一 産経新聞や月刊正論(産経)等々の(少なくとも自称)保守派(的な)メディア・雑誌類が、月刊WiLL(ワック)も含めて、中国や韓国(・北朝鮮)に対する、警戒的または批判的な論調でいたり、そのような特集を組むことに反対はしないが(但し、中国と韓国は同じではない。後者については歴史認識や竹島問題にほぼ限られるだろう)、たび重なる類似の特集類の中には、少なくとも私には、もう読むまでもない、またかと思わせるものも少なくない。
 両国に共通するところもある歴史認識等の問題についての正確な情報・見解を発信し続けていくことも重要だが、第三の(または北朝鮮を含めると第四の)「反日」国家とも言われているのは日本そのものであり、日本の中にいる(ある)「反日」勢力・「反日」マスメディア、「反日」人士の言動を読者ができるだけ正確に把握できるできるように報道し、また執拗にと言ってもよいほどに的確かつ迅速に批判または反論していくこともまた(少なくとも自称)保守派(的な)メディア・雑誌類の重要な役割だろう。少なくとも、広い意味での(例えば現憲法九条2項削除・軍の保持の明記に賛成するような)「保守」派の中に分裂・対立を持ち込むような、あるいはそのような対立を過大に重視して、主観的には「真の」保守派であるつもりで「真正保守」ではないと見なす論者・政治家等を批判・攻撃することに情熱を傾注するような編集方針は、<広く>保守派(例えば憲法改正賛成派)を結集させたいならば、採用すべきではないだう。
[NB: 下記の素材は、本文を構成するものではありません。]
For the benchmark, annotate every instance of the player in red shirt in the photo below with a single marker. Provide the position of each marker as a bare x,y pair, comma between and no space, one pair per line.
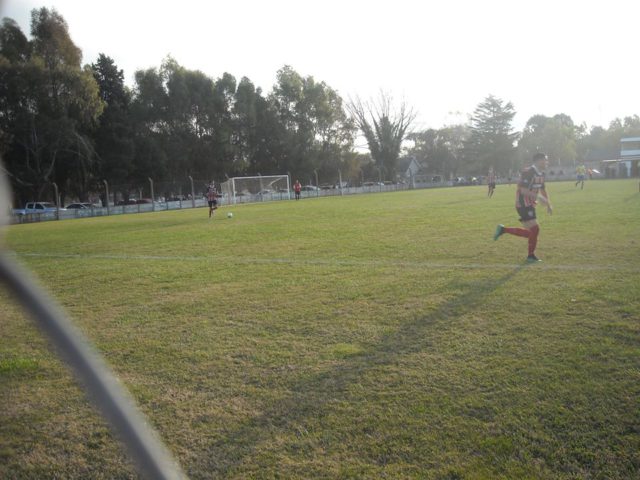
530,190
297,188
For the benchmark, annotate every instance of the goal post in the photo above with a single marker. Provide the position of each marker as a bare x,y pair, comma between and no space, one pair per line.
256,189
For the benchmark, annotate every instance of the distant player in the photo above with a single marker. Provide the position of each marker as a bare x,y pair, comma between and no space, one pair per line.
212,198
491,180
297,188
581,172
530,189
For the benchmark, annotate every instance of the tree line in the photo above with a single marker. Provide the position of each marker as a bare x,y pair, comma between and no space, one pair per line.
77,125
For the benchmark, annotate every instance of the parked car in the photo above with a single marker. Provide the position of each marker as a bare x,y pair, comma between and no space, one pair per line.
37,207
81,206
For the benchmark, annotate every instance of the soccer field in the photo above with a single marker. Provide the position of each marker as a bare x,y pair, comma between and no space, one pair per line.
371,336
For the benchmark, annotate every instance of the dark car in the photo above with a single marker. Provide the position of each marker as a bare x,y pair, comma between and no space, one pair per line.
81,206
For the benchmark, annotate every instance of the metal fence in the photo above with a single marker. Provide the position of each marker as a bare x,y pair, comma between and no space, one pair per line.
128,198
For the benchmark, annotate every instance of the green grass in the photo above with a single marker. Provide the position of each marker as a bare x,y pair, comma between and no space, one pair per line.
374,336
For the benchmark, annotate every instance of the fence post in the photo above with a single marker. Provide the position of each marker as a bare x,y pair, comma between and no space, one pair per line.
55,189
193,193
106,186
153,202
315,172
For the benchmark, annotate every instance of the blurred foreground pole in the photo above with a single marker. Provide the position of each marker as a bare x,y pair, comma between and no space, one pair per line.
151,457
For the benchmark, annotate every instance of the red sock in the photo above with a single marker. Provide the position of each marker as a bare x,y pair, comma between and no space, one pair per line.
520,232
533,239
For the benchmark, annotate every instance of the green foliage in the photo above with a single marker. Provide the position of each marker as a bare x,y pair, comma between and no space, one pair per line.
492,140
49,102
556,136
384,129
442,151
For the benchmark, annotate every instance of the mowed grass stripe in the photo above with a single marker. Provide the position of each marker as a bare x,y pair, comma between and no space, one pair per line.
328,263
376,336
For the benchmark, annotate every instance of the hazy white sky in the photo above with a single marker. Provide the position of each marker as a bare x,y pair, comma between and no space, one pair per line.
442,57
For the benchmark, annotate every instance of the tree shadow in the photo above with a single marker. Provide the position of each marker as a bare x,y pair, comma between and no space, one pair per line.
309,396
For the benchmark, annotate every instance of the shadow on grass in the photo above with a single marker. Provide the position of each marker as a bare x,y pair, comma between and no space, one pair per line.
310,395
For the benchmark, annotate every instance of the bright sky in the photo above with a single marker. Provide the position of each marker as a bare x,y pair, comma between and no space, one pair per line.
443,57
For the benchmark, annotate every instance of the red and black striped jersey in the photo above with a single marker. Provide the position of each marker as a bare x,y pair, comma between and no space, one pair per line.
531,182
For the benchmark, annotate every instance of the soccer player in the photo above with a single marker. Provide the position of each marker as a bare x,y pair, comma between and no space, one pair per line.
581,172
297,188
530,190
212,198
491,180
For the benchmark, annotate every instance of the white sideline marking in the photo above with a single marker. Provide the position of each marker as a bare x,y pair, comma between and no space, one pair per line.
328,263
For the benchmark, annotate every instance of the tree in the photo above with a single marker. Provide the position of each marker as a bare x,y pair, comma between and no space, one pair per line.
491,141
48,103
440,150
556,136
312,130
383,128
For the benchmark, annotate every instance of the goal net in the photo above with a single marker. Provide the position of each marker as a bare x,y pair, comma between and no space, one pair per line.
256,189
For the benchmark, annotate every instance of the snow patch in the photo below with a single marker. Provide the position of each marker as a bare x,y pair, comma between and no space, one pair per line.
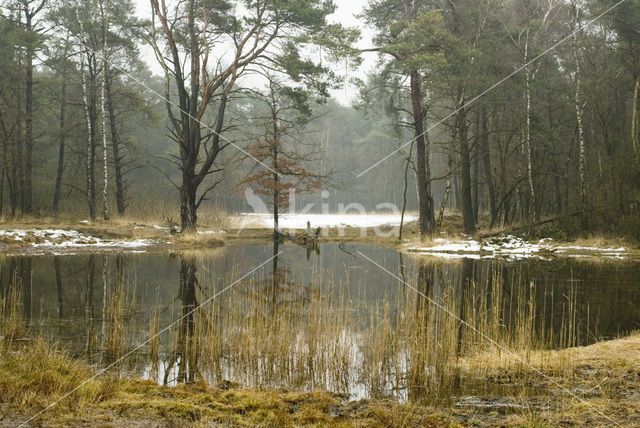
511,248
68,239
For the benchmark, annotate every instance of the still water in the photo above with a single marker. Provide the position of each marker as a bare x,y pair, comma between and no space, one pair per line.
326,319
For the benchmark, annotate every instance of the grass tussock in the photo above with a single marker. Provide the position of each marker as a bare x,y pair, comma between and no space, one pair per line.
35,376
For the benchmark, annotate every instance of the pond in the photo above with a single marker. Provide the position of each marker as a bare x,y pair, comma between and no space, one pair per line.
326,319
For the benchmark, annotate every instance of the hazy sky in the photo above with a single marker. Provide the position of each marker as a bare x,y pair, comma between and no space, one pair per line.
345,14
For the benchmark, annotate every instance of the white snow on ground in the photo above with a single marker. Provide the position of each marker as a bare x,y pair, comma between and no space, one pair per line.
299,221
63,239
512,248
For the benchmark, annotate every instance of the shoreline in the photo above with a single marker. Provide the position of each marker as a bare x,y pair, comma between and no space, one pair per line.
603,378
32,238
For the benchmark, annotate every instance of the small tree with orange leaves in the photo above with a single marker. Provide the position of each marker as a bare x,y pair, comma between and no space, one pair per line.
281,150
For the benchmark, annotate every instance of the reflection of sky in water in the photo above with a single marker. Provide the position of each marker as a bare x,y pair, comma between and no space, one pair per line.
607,299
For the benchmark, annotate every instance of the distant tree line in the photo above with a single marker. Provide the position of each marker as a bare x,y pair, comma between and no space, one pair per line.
489,113
535,100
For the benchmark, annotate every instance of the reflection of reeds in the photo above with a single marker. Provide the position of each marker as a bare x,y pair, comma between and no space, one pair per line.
12,323
154,342
308,338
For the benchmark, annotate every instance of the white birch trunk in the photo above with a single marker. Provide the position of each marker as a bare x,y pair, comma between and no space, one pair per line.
105,153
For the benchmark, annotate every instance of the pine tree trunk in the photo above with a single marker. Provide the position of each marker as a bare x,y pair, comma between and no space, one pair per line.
61,143
465,174
28,123
582,155
426,201
486,165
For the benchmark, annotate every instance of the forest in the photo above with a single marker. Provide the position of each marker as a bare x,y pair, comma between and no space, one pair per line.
385,213
509,112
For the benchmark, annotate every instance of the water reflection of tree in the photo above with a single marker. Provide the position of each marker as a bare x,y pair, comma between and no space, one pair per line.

 二 月刊WiLL2月号(ワック)には、重要なまたは興味を惹く論考類が含まれているが、上のような観点からすると、西村幸祐の新連載らしい「メディア・スクランブル」の中の次の二つの指摘は、あえてここにも記しておきたい。これによると、次のようだ(p.29)。

 ①東京新聞は、「十月に実施した憲法九条の世論調査で、改憲派が護憲派を一〇%以上、上回っていたことをできるだけ隠していた」。韓国・朝鮮日報の「慌てふため」いた報道によって多くの日本人が自国の有力紙の世論調査結果を知った。

 ②テレビ朝日が番組「モニングバ-ド」で、「安倍総裁の経済政策を批判するように経済学者に強要していた」。これを当の学者飯田泰之がBSフジの生放送の連携動画で明らかにした。

 これらをいずれも私は(読むまで)知らなかった。東京新聞(親会社の中日新聞)やテレビ朝日の、たんに政治的立場の違いにすぎないとは言えない<偏向ぶり>、マスコミとしての<異常さ>を、できるだけ多くの国民が(ますます)気づいていくようにしなければいけない。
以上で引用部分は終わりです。